Multifaceted Divinities in Japan and Beyond
The Hebrew University of Jerusalem and Tel-Aviv University
May 29-31, 2016
The Israeli Association of Japanese Studies (IAJS) is glad to announce an international workshop on Japanese medieval divinities, which will be held at the Hebrew University of Jerusalem and Tel-Aviv University on May 29-31, 2016. The workshop is dedicated to the memory of the Late Prof. R.J. Zwi Werblowsky (Hebrew University), a renowned scholar of comparative religion, who passed away last summer.
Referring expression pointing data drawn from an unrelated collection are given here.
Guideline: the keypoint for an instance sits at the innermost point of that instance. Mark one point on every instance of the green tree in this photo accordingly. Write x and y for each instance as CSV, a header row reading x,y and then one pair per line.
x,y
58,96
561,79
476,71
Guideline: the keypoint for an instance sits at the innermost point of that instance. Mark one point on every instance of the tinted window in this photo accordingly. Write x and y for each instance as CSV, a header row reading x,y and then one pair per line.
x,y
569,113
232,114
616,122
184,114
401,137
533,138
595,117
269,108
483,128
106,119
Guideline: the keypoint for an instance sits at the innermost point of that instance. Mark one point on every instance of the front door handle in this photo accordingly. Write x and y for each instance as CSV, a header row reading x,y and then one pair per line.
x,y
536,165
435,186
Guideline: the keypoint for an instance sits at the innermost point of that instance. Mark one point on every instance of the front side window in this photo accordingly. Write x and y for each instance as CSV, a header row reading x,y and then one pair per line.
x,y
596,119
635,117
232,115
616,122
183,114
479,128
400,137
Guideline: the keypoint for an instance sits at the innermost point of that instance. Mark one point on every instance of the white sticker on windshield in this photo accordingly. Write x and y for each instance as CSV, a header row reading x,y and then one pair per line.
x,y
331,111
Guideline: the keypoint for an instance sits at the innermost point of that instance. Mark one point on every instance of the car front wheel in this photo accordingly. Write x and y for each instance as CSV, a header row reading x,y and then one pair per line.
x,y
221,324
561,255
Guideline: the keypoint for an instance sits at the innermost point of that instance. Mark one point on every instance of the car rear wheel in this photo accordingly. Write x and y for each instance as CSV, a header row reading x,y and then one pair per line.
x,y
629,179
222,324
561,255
The workshop seeks to examine the confluence of various religious systems in medieval Japan through portraits of individual, often multifaceted or pantheon-like, divinities. While investigating the complex identity of these divinities, the presentations will look more broadly at the dialectics of Buddhism (and other imported traditions) and localism, which shaped and disseminated all aspects of Japanese religiosity.
Throughout the medieval period the pantheon was continuously shaped and re-shaped both by inner currents within the religious sphere and by social, geographical and political circumstances specific to Japan. This concurrence is manifested in the multiple and chaotic identities of individual divinities. Rather than mere objects of worship, these divinities functioned as powerful and efficacious figures that shaped reality through complex ritual systems. They were pivotal entities in the creation of notions of identity, territory and sovereignty, and their combinatory nature had impact on their social and political roles.
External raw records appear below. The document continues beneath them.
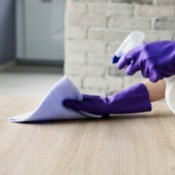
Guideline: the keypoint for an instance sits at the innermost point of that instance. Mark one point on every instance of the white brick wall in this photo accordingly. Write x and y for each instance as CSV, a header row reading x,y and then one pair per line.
x,y
95,28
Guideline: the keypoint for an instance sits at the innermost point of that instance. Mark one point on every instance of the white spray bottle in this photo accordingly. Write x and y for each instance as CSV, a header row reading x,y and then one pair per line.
x,y
133,40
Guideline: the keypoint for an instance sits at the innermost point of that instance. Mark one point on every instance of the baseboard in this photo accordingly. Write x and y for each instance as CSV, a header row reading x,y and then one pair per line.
x,y
7,65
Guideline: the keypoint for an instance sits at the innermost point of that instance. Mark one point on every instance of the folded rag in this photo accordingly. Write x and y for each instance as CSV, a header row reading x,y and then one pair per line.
x,y
51,107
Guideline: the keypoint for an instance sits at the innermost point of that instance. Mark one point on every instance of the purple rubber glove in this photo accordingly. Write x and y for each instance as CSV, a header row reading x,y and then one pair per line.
x,y
156,60
132,100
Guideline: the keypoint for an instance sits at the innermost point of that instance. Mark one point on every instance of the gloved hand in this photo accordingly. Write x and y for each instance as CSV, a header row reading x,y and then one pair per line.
x,y
132,100
156,60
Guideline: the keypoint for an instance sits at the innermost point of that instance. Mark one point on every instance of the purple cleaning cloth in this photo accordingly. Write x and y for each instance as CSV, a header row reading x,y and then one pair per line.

The examination of Buddhism and local cults in Japan calls for a broader exploration of the theme in other Asian cultures where divinities of local cults throve under Buddhist and other religious influences. The workshop will thus incorporate a panel dealing with divinities of complex nature in other Asian cultures, and will conclude with a round table discussion on the combinatory phenomenon in a comparative fashion. Our aim is to look beyond the dichotomy of Buddhism and localism with which we start and to open a theoretical discussion on the multivalent identity of Asian gods.
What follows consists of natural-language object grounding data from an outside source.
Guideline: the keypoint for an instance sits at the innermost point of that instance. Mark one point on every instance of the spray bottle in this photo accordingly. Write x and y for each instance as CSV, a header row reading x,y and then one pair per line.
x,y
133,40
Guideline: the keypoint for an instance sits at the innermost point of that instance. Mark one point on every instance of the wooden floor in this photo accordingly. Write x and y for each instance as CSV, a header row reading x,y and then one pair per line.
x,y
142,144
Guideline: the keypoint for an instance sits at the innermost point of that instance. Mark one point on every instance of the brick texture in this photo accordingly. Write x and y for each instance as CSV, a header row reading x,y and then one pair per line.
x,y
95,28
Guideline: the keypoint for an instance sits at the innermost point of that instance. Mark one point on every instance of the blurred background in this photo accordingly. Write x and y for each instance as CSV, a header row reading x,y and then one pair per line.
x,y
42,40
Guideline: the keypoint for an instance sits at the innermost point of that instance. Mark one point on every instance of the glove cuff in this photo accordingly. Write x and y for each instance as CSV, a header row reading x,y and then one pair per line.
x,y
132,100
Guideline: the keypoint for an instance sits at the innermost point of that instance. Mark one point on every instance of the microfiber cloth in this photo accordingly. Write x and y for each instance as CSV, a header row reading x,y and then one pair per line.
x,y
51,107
Keynote speaker: Bernard Faure, Columbia University
Among the participants: Abe Yasurō (Nagoya University); Irit Averbuch (Tel-Aviv University); Lucia Dolce (SOAS); Ehud Halperin (Tel-Aviv University); Kadoya Atsushi (Iwaki Meisei University); Sujung Kim (DePauw University); Yagi Morris (SOAS); Or Porath (UCSB); Fabio Rambelli (University of California, Santa Barbara); Gil Raz (Dartmouth College); Jacob Raz (Tel-Aviv University); Carina Roth Al Eid (University of Geneva); Saitō Hideki (Buddhist University); Gaynor Sekimori (SOAS, London); Meir Shahar (Tel-Aviv University); Eviatar Shulman (Hebrew University); Suzuki Masataka (Keio University); Mark Teeuwen (Oslo University).